Wednesday, May 4, 2011

The Views Beyond

My best days seem to be when a memory dislodges and ascends to the forefront of my mind, where it then fills and nourishes the present with all the joy and fulfillment of the past. I tarry in memory as a vagrant takes on towns.



It seems the present never supplies time enough for reflection, and while we're seeking to savour and enjoy it, we are hardly ever able. I think this is okay, for I love little more than this type of retreat. It seems that the glance within acts as autumn sun, which takes the verdant shoots of summer, and infuses them with a gilding that adorns the more permanent landscape of winter. Memory allows us to bedeck our lives with the presence and acknowledgement of God in them, which takes simple circumstance, weaves sovereignty and truth within them, and casts the temporal into the eternal. Our hearts yearn for this, and we were Created with this in mind.



An ache is present which I cannot identify, and while my pen has been absent from the page I've been trying to sort this all out. A few weeks back I was walking the trails, and the scent of pine was so very strong, that it knocked me clear out of my senses. I imagined unrolling the mantle of earth and crawling under that great blanket of sod -- just to be nearer. I wanted to scale mountains and sleep on top of them -- just to feel. I needed more closeness, more intimacy, and His Creation beckons with a most powerful magnetism that draws me closer still, and yet never close enough. He satisfies, always give more, and yet it's never enough. I want -- I need so much more of Him.
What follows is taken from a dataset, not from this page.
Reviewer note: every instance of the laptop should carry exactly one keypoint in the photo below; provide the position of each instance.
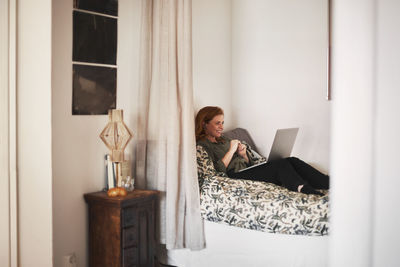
(281, 147)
I read this morning in Romans 8. I was struck deeply that the Creation is groaning and longing to released to the glory of the Sons of God, and while my flowers smile and arch with joy toward their Maker, they too long to be released. With the continual dawning of more "natural disasters" and catastrophic events, I question little that Creation indeed is churning and moaning to be set free.



Further down in Romans 8 we read, "In the same way the Spirit also helps our weakness; for we do not know how to pray as we should, but the Spirit Himself intercedes for us with groanings too deep for words." I say thank you, Lord, for I know not even what presses me down, and know that only You will raise me up.



My dad wrote an email yesterday on the day of his 32nd wedding anniversary. He spoke of those years ago, and how he could have never imagined what would have come out of their union. He spoke of time's fleeting, and how he could see that he'd aged, but he couldn't really recall when it'd happened, or even what he used to look like. It was so very beautiful to me, and taking it all to heart, I ask my heavenly Father what it is He'd have me to do while sojourning briefly on this earth. This theme leads me to Moses...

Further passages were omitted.